When these thick, organic soils are dry, they can support the deep and sustained smouldering necessary for overwintering behaviour. Scientists expect that these peatland environments will be home to most overwintering fires.


Read more: Peatlands keep a lot of carbon out of Earth's atmosphere, but that could end with warming and development


Wildfires are also threatening the resilience of boreal forests, with deeper burning and more frequent fires leading to forest compositional changes, and in some cases the conversion of forest to non-forested land covers.

Failure to renew

The second major concern relates to the forest recovery outcomes in forest stands that experience overwintering fires, which in some cases burn twice in as many years. We expect that zombie fires will lead more commonly to regeneration failure — conversion of forest to non-forest — for three main reasons.

First, the continued or repeated heating of tree seeds on site could lead to reduced or absent seed sources to support tree regeneration.

Second, heating or combustion of belowground rooting structures (called rhizomes) that support rapid resprouting post-fire could slow the rate of ground vegetation recovery or completely alter the species that regenerate in these areas.

Finally, the continued smouldering of peat soil would lead to deeper burning which profoundly alters the seedbed conditions with implications for forest regeneration processes.

a helicopter drops water on a forest fire
A helicopter dumps a load of water on a fire in British Columbia in 2017. Bigger and hotter wildfires are turning Canada’s vast boreal forest into a net source of climate-changing greenhouse gases. THE CANADIAN PRESS/Jonathan Hayward

Changes in forest type or failure for forests to recover affects wildlife habitat availability among other impacts, an issue of increasing concern, particularly in the context of declining caribou populations across North America.

Remote sensing advances

These are all predictions, however. No direct measures existed from overwintering fires until the summer of 2022, as these fires are hard to detect and access and previously of limited concern to managers.

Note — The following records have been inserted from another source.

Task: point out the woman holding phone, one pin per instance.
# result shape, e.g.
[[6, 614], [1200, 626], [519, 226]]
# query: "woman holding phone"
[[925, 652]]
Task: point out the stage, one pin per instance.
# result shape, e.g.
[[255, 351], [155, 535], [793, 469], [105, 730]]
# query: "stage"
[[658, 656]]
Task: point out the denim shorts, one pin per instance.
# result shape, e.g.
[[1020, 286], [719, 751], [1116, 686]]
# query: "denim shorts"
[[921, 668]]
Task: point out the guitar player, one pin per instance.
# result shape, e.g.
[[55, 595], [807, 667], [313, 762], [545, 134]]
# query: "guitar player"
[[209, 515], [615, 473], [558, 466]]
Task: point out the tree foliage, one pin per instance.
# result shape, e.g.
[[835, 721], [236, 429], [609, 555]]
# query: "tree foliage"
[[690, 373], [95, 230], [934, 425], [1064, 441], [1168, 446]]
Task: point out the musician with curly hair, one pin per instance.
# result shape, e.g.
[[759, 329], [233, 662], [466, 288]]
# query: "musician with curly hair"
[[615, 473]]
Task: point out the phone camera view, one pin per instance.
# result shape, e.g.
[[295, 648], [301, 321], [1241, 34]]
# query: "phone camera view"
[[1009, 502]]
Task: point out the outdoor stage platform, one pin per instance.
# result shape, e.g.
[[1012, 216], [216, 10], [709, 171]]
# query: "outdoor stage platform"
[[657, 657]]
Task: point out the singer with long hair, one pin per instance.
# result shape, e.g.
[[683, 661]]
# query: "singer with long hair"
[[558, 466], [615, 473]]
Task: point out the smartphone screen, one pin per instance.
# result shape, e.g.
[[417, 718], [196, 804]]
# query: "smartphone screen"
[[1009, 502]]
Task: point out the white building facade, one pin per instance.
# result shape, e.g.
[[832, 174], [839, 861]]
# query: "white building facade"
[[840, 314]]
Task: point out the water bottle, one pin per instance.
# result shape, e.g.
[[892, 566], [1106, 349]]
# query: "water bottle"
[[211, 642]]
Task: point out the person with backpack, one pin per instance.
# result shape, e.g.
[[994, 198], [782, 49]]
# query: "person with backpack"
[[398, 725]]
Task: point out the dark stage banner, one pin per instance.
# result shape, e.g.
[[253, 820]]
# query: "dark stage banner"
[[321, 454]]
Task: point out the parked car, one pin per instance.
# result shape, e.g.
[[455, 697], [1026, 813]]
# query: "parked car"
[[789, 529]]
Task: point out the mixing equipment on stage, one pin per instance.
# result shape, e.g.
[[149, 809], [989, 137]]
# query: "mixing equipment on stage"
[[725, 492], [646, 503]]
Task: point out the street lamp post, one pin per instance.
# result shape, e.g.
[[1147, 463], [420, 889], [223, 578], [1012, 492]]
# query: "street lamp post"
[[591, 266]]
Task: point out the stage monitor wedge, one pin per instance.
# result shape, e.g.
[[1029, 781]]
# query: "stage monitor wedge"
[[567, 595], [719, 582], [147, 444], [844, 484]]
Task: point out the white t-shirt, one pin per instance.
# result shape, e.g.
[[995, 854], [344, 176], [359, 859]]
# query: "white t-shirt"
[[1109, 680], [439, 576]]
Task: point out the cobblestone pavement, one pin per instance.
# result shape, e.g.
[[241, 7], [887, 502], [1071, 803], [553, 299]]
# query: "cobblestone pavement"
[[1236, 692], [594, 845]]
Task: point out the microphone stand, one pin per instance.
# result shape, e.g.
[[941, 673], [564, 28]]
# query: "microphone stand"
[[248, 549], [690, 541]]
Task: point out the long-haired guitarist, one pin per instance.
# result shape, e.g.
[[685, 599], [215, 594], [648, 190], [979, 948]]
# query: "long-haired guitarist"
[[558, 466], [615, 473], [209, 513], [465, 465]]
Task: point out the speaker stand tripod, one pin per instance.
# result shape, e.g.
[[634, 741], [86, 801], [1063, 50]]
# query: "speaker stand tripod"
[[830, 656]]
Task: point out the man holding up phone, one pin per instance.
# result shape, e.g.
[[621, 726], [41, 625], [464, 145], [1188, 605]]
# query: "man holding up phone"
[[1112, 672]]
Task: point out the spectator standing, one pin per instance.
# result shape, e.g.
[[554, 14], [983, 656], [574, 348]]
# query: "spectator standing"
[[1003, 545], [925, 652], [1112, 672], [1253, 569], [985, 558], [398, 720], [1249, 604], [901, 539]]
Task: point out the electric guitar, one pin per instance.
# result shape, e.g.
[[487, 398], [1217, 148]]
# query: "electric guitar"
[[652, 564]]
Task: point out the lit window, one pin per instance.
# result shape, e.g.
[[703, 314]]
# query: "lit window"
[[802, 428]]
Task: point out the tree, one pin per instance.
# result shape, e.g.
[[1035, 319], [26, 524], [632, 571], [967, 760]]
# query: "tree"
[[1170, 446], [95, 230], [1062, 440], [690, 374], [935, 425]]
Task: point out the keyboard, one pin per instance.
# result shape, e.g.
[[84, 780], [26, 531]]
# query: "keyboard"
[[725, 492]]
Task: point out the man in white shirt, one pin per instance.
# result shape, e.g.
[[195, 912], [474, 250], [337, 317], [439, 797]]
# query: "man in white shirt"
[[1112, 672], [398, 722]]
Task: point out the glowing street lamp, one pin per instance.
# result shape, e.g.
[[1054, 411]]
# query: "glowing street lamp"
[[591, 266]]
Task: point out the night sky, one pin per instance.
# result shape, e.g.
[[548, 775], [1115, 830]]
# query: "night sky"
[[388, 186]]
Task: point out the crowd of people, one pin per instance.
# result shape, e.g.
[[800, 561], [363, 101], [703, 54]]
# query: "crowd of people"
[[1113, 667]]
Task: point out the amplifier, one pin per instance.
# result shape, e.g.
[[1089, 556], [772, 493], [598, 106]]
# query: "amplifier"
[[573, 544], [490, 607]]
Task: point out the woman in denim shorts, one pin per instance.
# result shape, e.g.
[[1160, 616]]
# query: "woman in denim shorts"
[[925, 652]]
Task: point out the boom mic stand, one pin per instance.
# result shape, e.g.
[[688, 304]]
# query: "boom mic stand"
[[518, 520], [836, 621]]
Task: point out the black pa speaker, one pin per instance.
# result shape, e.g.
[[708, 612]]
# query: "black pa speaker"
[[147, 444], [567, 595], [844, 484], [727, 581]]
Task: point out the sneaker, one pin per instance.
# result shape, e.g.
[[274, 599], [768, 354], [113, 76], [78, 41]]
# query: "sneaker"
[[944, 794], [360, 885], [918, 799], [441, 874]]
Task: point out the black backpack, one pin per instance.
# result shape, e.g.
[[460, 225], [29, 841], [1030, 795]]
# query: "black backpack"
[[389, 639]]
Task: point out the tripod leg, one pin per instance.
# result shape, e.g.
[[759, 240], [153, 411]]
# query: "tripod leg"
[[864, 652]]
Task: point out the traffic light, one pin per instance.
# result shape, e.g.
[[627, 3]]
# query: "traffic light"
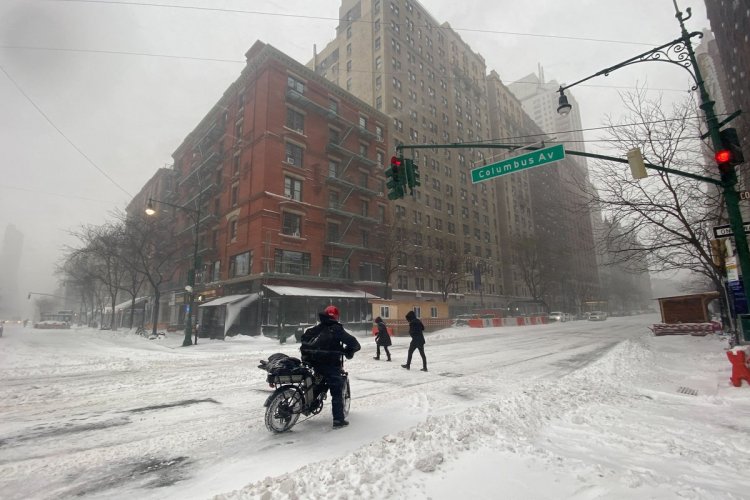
[[730, 153], [719, 254], [412, 175], [637, 166], [395, 177]]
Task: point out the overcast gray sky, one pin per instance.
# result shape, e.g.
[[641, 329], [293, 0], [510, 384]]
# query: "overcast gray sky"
[[89, 108]]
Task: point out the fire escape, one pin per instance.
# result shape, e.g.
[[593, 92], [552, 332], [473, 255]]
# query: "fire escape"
[[350, 181], [198, 187]]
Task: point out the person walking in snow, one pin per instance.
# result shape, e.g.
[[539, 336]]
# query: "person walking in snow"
[[382, 338], [416, 329]]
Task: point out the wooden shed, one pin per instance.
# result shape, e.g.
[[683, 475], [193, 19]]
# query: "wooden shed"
[[691, 308]]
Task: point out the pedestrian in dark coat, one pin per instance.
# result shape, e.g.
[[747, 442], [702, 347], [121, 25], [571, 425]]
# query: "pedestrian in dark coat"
[[417, 340], [382, 338]]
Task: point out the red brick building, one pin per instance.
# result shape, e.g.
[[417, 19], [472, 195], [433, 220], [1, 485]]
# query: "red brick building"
[[287, 171]]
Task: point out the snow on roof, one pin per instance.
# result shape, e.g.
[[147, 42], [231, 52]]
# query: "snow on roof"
[[319, 292]]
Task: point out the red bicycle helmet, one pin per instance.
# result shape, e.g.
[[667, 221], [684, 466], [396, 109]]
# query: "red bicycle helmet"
[[332, 312]]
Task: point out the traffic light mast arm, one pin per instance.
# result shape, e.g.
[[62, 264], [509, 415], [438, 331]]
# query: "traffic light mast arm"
[[464, 145]]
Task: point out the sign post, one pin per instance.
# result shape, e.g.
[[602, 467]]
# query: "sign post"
[[517, 163]]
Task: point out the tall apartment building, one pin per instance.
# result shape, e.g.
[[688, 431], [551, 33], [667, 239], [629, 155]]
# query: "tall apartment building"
[[434, 87], [564, 217], [539, 99], [396, 56], [287, 171]]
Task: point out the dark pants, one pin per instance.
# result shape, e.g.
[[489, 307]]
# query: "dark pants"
[[385, 348], [335, 382], [412, 348]]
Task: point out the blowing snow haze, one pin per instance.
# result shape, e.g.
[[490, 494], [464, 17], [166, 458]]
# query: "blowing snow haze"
[[96, 96]]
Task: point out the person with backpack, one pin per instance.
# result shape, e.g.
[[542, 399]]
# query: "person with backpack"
[[417, 340], [382, 338], [322, 347]]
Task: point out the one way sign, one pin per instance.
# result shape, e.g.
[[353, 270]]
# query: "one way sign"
[[725, 231]]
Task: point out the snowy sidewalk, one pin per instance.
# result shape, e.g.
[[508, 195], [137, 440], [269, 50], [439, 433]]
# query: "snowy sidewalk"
[[654, 418]]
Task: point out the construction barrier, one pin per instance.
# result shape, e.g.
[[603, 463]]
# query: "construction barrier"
[[517, 321], [696, 329]]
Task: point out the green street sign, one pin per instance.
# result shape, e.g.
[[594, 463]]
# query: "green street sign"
[[511, 165]]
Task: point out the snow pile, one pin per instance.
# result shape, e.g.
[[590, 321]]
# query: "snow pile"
[[589, 400]]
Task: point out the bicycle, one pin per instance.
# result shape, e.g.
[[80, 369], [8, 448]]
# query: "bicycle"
[[299, 391]]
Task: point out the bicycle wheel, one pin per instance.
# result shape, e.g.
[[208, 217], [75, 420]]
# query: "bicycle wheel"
[[283, 410], [347, 397]]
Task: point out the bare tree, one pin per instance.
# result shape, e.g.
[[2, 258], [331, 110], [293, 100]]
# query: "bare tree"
[[152, 247], [663, 222]]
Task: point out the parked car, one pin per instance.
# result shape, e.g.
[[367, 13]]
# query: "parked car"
[[557, 316], [463, 319], [597, 316]]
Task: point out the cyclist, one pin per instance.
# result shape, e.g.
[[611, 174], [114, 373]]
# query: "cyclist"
[[322, 347]]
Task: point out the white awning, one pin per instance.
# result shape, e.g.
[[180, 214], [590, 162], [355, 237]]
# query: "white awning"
[[319, 292], [227, 299]]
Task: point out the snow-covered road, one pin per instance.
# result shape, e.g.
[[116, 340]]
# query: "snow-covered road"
[[100, 414]]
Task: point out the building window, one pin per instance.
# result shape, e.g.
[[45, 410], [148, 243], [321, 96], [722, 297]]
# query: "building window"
[[333, 199], [295, 84], [335, 268], [385, 312], [239, 265], [289, 262], [233, 230], [293, 188], [235, 193], [369, 271], [295, 120], [332, 232], [291, 224], [294, 154], [333, 168]]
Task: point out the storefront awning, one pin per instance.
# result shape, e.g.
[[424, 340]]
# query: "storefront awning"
[[295, 291], [228, 299]]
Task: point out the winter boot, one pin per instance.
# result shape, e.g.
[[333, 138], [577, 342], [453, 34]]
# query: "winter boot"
[[338, 424]]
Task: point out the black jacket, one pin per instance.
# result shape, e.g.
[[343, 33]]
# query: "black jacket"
[[382, 338], [415, 328], [340, 343]]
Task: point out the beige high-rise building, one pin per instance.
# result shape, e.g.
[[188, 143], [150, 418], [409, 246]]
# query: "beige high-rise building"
[[397, 57], [458, 236]]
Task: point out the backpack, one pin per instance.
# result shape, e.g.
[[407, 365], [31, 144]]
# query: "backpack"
[[317, 343]]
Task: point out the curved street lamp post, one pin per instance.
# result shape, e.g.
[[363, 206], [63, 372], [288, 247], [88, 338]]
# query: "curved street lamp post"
[[190, 288], [680, 52]]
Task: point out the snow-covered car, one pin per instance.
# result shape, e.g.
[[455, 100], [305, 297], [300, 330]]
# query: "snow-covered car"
[[463, 319], [597, 316], [556, 316], [51, 324]]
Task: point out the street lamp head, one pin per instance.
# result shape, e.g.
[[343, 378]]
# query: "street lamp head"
[[564, 106], [150, 207]]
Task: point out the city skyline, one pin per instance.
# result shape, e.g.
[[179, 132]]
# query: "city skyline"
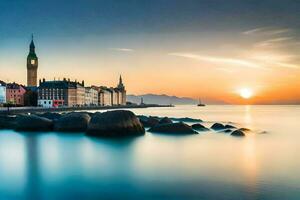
[[190, 49]]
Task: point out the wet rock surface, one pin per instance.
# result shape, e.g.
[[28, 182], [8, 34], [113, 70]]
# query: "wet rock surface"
[[72, 122], [174, 128], [217, 126], [199, 127], [33, 123], [117, 123], [238, 133]]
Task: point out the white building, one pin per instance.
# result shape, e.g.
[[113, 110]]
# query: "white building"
[[91, 96], [105, 98], [2, 93], [45, 103]]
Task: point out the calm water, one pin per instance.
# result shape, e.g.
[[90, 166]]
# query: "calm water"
[[205, 166]]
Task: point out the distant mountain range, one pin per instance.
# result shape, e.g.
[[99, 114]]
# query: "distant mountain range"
[[164, 99]]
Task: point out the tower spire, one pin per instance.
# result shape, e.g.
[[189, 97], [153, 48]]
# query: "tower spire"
[[121, 85]]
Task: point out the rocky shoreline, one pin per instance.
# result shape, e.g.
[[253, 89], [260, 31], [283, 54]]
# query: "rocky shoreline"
[[117, 123]]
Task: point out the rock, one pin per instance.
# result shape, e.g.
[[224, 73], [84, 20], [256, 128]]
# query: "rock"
[[165, 120], [7, 122], [186, 119], [33, 123], [227, 131], [174, 128], [199, 127], [217, 126], [263, 132], [229, 126], [149, 121], [238, 133], [244, 129], [116, 123], [72, 122], [50, 115]]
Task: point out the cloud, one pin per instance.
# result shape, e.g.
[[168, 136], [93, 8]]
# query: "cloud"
[[273, 41], [232, 61], [122, 49], [266, 31], [255, 62]]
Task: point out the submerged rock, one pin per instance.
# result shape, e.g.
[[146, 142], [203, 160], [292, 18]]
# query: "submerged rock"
[[173, 128], [149, 121], [244, 129], [186, 119], [217, 126], [199, 127], [227, 131], [50, 115], [116, 123], [229, 126], [7, 121], [33, 123], [72, 122], [238, 133], [165, 120]]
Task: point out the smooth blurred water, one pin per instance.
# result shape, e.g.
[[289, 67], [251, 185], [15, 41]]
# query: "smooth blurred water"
[[205, 166]]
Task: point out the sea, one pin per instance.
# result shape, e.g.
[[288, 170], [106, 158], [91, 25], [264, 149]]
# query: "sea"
[[265, 164]]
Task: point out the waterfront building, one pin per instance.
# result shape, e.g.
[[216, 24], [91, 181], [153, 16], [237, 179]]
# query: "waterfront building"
[[114, 96], [32, 66], [122, 92], [15, 94], [61, 93], [91, 96], [2, 93], [105, 97]]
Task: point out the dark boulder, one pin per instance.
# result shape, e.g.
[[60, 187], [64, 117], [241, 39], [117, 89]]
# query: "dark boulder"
[[33, 123], [199, 127], [227, 131], [116, 123], [7, 122], [229, 126], [244, 129], [217, 126], [186, 119], [165, 120], [149, 121], [72, 122], [173, 128], [238, 133], [50, 115]]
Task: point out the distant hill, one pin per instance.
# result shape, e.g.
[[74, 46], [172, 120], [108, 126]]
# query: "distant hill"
[[160, 99]]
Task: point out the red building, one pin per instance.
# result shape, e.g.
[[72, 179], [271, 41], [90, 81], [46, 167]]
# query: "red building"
[[15, 94]]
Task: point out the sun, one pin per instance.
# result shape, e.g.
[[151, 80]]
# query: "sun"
[[246, 93]]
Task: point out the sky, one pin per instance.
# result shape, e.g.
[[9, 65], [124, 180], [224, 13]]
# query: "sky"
[[208, 49]]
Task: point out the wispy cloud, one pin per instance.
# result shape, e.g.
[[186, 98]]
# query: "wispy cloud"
[[232, 61], [122, 49], [267, 31], [267, 63], [271, 42]]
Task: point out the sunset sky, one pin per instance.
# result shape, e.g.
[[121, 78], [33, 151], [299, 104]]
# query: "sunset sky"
[[211, 49]]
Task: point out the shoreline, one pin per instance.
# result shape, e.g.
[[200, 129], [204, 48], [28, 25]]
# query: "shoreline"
[[20, 110]]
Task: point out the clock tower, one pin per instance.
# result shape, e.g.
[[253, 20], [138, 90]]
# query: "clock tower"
[[32, 65]]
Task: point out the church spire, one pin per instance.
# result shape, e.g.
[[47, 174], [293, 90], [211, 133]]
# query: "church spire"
[[121, 85], [32, 46]]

However, advances in space-borne remote sensing have allowed the detection of early spring reignitions, which when combined with information on fire perimeters from the previous year, support accurate detection and mapping of overwintering fires that reignite.

Our team took advantage of these tools to identify the locations of overwintering fire sites that reignited in 2015 following the record breaking 2014 fire season in the Northwest Territories.

Our work will shed light on where and how these fires are supported in the boreal landscape. It will also lead to important insights into carbon losses from this fascinating — although poorly understood — fire behaviour. These include the potential for legacy carbon loss and altered forest regeneration outcomes, which have implications for future fire regimes and the health of the boreal forest.